25
L
ila waited at Sew Right until the rain stopped because there was no telling with reds, Enid’s mum said. It was only a shower but rain would go straight through brown paper and you couldn’t trust reds in the wet.
It was the afternoon of the first night. Turandot’s Act III headdress had been brought back to Sew Right for adjustments after Fleur had stopped yesterday’s dress rehearsal more than once to complain that it wasn’t dramatic enough. It needed to be more lavish if she was going to feel really princessy in it. Everyone was busy. It turned out there was nobody but Lila who could go to collect it in time for the evening. She sat on the bus, hot and shaking. For a few days now her throat had been hurting again and from time to time she was attacked by sudden shivering sweats that soaked her face and underarms, embarrassing her so much in front of Joe that she wondered if they were just an extreme, sick-making form of blushing. She walked from the bus depot in burning sunshine.

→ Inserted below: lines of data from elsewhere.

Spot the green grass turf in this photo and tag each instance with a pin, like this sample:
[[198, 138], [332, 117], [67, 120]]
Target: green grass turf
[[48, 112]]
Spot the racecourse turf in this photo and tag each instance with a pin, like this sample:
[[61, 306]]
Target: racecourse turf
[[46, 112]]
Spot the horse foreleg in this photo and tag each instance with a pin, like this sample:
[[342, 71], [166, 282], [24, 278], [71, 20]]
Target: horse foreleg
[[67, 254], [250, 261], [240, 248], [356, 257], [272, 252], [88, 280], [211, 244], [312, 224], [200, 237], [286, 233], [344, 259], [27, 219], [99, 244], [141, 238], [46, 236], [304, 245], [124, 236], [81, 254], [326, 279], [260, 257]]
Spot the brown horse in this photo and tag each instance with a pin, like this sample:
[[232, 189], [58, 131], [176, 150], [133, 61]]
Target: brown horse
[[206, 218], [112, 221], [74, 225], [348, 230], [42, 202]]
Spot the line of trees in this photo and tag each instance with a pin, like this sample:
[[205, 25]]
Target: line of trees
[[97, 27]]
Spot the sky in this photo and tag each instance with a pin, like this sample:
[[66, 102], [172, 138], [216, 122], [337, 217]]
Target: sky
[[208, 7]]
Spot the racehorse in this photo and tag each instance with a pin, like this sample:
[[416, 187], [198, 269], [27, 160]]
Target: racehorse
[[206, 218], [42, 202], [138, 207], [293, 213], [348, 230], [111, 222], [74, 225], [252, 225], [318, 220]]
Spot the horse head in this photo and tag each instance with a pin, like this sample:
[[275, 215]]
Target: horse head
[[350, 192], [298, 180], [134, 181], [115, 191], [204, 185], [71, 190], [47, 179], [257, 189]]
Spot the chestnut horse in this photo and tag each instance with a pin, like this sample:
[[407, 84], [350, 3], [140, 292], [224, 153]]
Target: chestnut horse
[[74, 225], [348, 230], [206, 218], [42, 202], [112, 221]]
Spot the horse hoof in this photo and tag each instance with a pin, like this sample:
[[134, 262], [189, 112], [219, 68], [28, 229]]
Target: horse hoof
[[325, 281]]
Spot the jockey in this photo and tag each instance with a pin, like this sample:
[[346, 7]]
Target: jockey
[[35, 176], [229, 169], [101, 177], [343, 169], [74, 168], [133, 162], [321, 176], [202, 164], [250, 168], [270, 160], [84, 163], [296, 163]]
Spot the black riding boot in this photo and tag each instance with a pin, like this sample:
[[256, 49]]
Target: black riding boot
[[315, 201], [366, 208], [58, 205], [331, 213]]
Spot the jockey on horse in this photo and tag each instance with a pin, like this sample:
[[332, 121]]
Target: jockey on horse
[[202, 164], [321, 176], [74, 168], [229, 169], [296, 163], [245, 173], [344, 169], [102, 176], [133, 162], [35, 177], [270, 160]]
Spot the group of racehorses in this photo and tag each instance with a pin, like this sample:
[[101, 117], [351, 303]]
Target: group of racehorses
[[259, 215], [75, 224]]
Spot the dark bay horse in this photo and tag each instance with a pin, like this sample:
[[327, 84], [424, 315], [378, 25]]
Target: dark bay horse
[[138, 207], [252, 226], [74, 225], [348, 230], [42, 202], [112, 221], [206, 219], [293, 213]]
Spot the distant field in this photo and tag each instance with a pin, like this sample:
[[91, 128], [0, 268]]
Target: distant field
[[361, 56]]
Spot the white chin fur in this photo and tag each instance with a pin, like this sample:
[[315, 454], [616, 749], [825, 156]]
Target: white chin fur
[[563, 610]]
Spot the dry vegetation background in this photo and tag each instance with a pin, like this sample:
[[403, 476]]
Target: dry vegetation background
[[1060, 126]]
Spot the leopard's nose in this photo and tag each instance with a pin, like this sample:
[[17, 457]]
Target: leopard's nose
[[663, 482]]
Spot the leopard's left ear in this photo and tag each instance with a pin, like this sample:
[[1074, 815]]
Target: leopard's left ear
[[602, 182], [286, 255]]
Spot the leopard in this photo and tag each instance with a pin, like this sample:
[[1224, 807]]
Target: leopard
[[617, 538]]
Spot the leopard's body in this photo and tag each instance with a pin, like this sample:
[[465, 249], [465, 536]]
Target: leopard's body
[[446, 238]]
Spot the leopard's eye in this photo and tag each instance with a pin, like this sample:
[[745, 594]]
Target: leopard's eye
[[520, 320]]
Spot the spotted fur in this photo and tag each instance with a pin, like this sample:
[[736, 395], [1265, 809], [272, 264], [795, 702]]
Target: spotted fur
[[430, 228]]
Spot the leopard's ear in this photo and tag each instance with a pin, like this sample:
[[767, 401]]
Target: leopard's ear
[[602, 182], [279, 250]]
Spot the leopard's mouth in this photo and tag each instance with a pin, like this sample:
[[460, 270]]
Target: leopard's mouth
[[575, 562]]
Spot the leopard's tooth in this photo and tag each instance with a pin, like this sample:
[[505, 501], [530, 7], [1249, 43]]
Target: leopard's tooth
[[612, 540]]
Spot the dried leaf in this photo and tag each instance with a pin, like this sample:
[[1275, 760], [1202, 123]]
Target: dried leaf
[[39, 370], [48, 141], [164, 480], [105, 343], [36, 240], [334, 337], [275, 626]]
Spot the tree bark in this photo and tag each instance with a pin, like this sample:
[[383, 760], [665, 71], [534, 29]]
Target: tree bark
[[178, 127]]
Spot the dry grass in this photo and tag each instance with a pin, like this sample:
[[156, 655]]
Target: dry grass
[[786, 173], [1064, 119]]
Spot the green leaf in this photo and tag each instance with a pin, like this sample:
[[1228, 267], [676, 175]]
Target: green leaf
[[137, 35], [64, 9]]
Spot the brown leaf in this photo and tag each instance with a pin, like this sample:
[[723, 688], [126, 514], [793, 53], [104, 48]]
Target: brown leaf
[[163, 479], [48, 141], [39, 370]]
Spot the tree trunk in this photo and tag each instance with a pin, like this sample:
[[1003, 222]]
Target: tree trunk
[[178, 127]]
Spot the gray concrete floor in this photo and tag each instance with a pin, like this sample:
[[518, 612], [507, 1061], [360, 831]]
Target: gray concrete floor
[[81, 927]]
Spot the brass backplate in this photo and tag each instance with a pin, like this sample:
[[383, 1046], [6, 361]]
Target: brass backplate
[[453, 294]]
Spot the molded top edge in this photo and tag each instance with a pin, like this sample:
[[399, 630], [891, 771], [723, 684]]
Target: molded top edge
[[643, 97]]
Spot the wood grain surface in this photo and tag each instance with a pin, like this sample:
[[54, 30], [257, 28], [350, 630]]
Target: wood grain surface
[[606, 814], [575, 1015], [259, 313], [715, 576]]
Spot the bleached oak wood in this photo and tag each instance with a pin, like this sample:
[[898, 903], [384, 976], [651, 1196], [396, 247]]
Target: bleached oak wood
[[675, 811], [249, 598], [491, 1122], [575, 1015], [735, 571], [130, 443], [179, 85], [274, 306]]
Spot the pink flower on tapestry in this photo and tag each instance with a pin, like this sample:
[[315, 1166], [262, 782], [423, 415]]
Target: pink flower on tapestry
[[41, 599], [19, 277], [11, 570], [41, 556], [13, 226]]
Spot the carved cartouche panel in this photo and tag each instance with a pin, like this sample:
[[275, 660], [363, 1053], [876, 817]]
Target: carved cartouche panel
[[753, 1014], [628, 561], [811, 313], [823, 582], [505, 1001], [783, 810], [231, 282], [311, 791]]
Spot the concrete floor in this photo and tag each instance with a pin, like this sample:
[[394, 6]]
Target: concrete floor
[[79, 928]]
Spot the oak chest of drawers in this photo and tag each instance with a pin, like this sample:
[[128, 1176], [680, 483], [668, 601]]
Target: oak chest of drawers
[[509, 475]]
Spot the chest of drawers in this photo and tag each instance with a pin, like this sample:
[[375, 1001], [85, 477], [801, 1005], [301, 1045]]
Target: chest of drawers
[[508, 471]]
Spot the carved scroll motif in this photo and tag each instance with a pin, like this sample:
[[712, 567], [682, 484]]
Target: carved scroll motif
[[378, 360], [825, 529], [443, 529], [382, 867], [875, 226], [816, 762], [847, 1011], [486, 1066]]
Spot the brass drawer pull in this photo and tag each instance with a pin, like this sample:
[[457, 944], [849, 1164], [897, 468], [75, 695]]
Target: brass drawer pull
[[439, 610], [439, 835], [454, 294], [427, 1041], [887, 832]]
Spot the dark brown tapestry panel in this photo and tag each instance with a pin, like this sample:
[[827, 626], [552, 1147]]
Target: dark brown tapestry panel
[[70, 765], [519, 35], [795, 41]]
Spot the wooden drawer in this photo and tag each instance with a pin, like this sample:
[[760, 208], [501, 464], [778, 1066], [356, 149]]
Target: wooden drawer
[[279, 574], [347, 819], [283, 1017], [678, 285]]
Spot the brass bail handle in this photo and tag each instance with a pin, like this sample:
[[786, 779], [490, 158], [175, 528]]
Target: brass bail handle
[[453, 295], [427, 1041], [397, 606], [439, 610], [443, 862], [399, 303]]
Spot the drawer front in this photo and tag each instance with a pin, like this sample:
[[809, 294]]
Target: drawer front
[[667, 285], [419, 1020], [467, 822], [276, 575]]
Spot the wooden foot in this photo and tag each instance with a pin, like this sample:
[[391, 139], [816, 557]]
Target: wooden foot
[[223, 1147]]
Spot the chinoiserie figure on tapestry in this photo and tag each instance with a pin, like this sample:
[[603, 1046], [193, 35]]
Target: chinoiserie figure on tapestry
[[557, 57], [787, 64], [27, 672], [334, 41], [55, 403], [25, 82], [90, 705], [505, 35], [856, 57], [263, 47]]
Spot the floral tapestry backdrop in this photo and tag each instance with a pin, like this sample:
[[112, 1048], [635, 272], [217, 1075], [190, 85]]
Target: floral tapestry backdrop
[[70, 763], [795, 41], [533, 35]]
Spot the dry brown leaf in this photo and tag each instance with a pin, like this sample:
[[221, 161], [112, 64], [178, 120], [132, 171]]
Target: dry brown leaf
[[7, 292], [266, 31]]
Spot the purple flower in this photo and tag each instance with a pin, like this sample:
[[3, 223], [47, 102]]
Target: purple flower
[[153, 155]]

When she arrived and went through to the back shop she found Enid’s mum partially hidden behind the winged headdress on the table, still working on it. Exhausted by the walk, Lila sank into the other chair and breathed in the humid fug. Enid’s mum felt the cold; even in August the back of the shop wasn’t warm enough for her without the paraffin stove, but when it was lit it seemed to warm not the room but the water that lay invisibly in the air. Today the atmosphere was even heavier with glue and paint and floating fibre dust; the heat sent a tang so irresistibly chemical and narcotic around the room that Lila thought she might suffocate. She cleared the table in front of her of some scraps and pots and brushes, slumped forward and rested her head on her arms.
‘I’ve just a bit more fringe to put on,’ Enid’s mum said. ‘I wasn’t going to bother, it’s just a wee bit left over, then I thought, might as well be hung for a sheep as a lamb. Like it?’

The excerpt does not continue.